Nonsense. Every man I know who has custody of his children has an order to receive child support. Some receive it. Others are pretty much in the same boat I'm in, that zuzu spoke of, where the cost of trying to get it isn't worth the hassle.

And as for the previous poster, here in Illinois child support rates are based on the income of the noncustodial parent and how many children there are. It's a percentage formula. In the case of a parent making the minimum wage, the percentage they pay usually isn't enough to care for a child. In the case of millionaires, it's more than enough. But the percentage formula exists in order to keep a wealthier non-custodial parent from withholding money that would no doubt be spent on the kids (in the form of private school, extracurriculars, vacations and such that those of us of more modest means don't really get to indulge in much if at all) if the parental relationship hadn't fallen apart---in other words, punishing the kids for the actions of the other parent. And then there are cases of "putative income", where the noncustodial parent deliberately refuses to work or takes a much lower-paying job in order to punish the other parent. If the noncustodial parent has legitimately lost a job through a layoff, they can petition the court for a reduction in child support. Noncustodial union brothers of mine do this all the time after a layoff (it's their second stop after the unemployment office) and always receive it; they just have to show their layoff slip. Custodial parents who take issue with this court decision piss off judges. Judges are generally not happy when folks waste the courts' time.

typhonblue

La Lubu says(in quotes):

"Nonsense. Every man I know who has custody of his children has an order to receive child support. Some receive it. Others are pretty much in the same boat I'm in, that zuzu spoke of, where the cost of trying to get it isn't worth the hassle."

Let me ask you. Do the women they recieve child support from still have rights to the children? In other words, do they get visitation?

typhonblue

Actually, a better question would be:

When these women ended up in court deciding the child custody issue, did they go there wanting to give up both their rights and responsibilities, or did they go there wanting to get their rights enforced?

La Lubu

Whether or not the mother chooses to have visitation, she still must pay the court-awarded child support to the father. That is, if she bothers to have a job or own property. The court and law enforcement generally do not bother with men or women who don't pay child support but don't have tangible assets. Those people get away with it. You know, like they always did, and like you would want them to. Courts don't tend to bar noncustodial parents from visitation unless they have abused their children.

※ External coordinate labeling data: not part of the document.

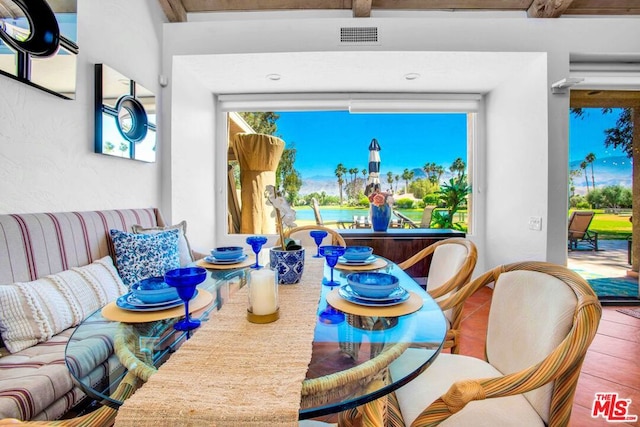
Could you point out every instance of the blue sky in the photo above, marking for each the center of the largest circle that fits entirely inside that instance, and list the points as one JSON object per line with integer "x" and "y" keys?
{"x": 324, "y": 139}
{"x": 586, "y": 135}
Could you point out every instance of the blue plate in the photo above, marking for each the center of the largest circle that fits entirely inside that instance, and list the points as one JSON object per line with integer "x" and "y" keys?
{"x": 124, "y": 304}
{"x": 213, "y": 260}
{"x": 396, "y": 297}
{"x": 367, "y": 261}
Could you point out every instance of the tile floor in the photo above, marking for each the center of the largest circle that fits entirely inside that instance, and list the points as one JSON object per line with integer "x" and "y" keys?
{"x": 611, "y": 364}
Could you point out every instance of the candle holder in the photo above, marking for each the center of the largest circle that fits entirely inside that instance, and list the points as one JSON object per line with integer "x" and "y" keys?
{"x": 262, "y": 304}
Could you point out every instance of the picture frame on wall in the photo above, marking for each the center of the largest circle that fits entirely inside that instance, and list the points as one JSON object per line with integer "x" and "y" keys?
{"x": 125, "y": 116}
{"x": 38, "y": 44}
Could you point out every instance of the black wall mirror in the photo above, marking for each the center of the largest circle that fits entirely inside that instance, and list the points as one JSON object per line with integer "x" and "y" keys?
{"x": 38, "y": 44}
{"x": 125, "y": 114}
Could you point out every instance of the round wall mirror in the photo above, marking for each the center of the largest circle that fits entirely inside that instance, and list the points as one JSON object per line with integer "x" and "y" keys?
{"x": 36, "y": 31}
{"x": 132, "y": 119}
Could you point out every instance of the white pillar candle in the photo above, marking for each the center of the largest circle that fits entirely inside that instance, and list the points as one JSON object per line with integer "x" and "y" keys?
{"x": 263, "y": 292}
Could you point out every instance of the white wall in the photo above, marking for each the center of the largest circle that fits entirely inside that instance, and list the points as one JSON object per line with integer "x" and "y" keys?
{"x": 46, "y": 143}
{"x": 191, "y": 184}
{"x": 541, "y": 143}
{"x": 516, "y": 166}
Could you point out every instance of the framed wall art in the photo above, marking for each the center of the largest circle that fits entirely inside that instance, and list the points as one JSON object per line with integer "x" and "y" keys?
{"x": 125, "y": 116}
{"x": 38, "y": 44}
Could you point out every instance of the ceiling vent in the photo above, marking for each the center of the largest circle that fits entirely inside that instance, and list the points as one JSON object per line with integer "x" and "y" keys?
{"x": 359, "y": 35}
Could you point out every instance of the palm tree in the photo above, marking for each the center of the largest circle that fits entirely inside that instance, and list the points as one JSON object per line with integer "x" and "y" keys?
{"x": 407, "y": 176}
{"x": 458, "y": 167}
{"x": 439, "y": 170}
{"x": 430, "y": 170}
{"x": 390, "y": 179}
{"x": 354, "y": 174}
{"x": 590, "y": 159}
{"x": 583, "y": 166}
{"x": 572, "y": 174}
{"x": 340, "y": 171}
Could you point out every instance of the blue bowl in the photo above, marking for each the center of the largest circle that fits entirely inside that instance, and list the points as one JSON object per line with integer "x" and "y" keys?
{"x": 154, "y": 290}
{"x": 357, "y": 253}
{"x": 227, "y": 252}
{"x": 372, "y": 285}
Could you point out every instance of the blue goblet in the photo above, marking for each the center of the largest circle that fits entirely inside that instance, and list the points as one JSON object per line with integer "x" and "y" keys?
{"x": 318, "y": 236}
{"x": 185, "y": 281}
{"x": 256, "y": 243}
{"x": 331, "y": 254}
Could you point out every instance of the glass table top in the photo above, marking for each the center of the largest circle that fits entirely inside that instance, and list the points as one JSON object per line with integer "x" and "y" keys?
{"x": 341, "y": 341}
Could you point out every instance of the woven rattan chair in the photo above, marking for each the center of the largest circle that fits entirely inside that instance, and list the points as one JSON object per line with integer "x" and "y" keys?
{"x": 452, "y": 264}
{"x": 302, "y": 233}
{"x": 542, "y": 320}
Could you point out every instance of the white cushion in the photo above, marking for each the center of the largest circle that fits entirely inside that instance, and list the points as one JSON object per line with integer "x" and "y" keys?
{"x": 531, "y": 313}
{"x": 419, "y": 393}
{"x": 33, "y": 312}
{"x": 184, "y": 249}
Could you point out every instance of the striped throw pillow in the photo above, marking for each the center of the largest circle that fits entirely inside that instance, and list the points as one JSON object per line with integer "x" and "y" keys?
{"x": 33, "y": 312}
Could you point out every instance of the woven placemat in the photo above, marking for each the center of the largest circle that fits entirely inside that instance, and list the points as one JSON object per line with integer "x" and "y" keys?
{"x": 377, "y": 264}
{"x": 112, "y": 312}
{"x": 414, "y": 303}
{"x": 251, "y": 259}
{"x": 233, "y": 372}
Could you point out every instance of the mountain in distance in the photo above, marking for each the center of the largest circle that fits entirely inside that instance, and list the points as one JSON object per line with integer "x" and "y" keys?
{"x": 616, "y": 170}
{"x": 318, "y": 184}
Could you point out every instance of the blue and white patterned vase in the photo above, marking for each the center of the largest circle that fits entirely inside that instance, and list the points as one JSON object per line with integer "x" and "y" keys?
{"x": 288, "y": 265}
{"x": 380, "y": 217}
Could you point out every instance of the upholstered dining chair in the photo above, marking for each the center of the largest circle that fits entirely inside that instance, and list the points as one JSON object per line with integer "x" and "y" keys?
{"x": 542, "y": 319}
{"x": 452, "y": 264}
{"x": 302, "y": 233}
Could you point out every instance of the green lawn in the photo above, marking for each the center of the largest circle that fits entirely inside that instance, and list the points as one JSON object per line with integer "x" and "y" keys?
{"x": 610, "y": 226}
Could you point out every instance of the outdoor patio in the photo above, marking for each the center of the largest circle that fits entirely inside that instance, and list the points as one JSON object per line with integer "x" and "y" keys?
{"x": 607, "y": 267}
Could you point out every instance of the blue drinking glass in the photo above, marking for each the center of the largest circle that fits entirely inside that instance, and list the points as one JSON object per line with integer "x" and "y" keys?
{"x": 331, "y": 254}
{"x": 185, "y": 281}
{"x": 318, "y": 236}
{"x": 256, "y": 243}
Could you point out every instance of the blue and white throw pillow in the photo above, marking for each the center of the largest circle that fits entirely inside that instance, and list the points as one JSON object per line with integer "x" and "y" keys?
{"x": 139, "y": 256}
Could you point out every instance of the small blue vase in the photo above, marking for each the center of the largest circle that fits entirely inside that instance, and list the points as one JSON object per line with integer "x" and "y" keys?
{"x": 380, "y": 217}
{"x": 288, "y": 265}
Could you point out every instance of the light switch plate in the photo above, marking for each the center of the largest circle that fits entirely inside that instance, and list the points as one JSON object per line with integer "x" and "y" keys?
{"x": 535, "y": 223}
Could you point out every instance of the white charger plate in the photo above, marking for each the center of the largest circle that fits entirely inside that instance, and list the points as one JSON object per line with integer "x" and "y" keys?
{"x": 214, "y": 260}
{"x": 348, "y": 294}
{"x": 123, "y": 304}
{"x": 366, "y": 261}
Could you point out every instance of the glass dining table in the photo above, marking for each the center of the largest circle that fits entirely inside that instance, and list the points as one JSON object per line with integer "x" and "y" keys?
{"x": 342, "y": 343}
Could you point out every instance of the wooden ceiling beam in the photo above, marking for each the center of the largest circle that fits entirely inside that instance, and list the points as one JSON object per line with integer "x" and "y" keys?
{"x": 548, "y": 8}
{"x": 174, "y": 10}
{"x": 604, "y": 99}
{"x": 361, "y": 8}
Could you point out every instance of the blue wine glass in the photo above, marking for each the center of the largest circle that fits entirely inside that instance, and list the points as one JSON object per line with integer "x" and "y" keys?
{"x": 185, "y": 281}
{"x": 331, "y": 254}
{"x": 256, "y": 243}
{"x": 318, "y": 236}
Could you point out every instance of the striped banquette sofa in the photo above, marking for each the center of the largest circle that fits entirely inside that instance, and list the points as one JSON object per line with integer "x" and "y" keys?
{"x": 71, "y": 251}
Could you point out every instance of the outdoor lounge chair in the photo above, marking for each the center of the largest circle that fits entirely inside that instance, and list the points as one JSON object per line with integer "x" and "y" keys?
{"x": 579, "y": 232}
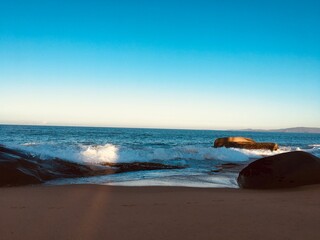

Neither a man or woman can unilaterally decide they want to give up their parental rights and responsibilities. Courts are very reluctant to terminate parental rights, even in cases where they clearly should. There are two reasons for this: one is that it eliminates a potential resource for the child (meaning, even if the parent is a deadbeat, that it could terminate inheritance rights for the child for that whole side of the family...part of the child's rights are terminated), and that it rewards the bad behavior of abandoning a child.